The Annapurna Labs team at Amazon Web Services (AWS) builds AWS Neuron, the software development kit used to accelerate deep learning and GenAI workloads on Amazon's custom machine learning accelerators, Inferentia and Trainium. The Acceleration Kernel Library team is at the forefront of maximizing performance for AWS's custom ML accelerators. Working at the hardware-software boundary, our engineers craft high-performance kernels for ML functions, ensuring every FLOP counts in delivering optimal performance for our customers' demanding workloads.
The AWS Neuron SDK is a comprehensive toolkit that includes an ML compiler, runtime, and application framework, seamlessly integrating with popular ML frameworks like PyTorch. As part of the Neuron Compiler organization, the team works across multiple technology layers - from frameworks and compilers to runtime and collectives, optimizing current performance and contributing to future architecture designs.
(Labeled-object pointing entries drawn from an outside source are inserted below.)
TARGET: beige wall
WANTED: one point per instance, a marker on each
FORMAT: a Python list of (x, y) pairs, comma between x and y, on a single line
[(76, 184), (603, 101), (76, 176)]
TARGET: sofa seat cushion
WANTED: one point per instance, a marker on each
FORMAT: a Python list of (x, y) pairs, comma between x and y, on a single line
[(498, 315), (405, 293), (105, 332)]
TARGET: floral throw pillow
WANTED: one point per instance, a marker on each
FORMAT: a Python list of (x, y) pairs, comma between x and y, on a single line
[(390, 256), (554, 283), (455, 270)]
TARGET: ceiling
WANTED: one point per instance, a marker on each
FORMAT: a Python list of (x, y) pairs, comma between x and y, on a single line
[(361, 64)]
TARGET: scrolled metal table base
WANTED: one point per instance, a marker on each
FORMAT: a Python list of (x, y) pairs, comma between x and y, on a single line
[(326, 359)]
The role offers a unique opportunity to work at the intersection of machine learning, high-performance computing, and distributed architectures. Engineers collaborate across compiler, runtime, framework, and hardware teams to optimize machine learning workloads for global customers. The position involves designing and implementing high-performance compute kernels, analyzing and optimizing kernel-level performance, and working directly with customers to enable and optimize their ML models.
The team values work-life balance and offers flexibility in working hours. They embrace diversity and inclusion, with ten employee-led affinity groups reaching 40,000 employees globally. Career growth and mentorship are prioritized, with projects assigned to help team members develop into better-rounded professionals. The hybrid work model allows engineers to choose between full office presence or flexible arrangements near US Amazon offices.
This role is perfect for someone passionate about pushing the boundaries of AI acceleration technology, combining deep hardware knowledge with ML expertise to deliver optimal performance for demanding workloads.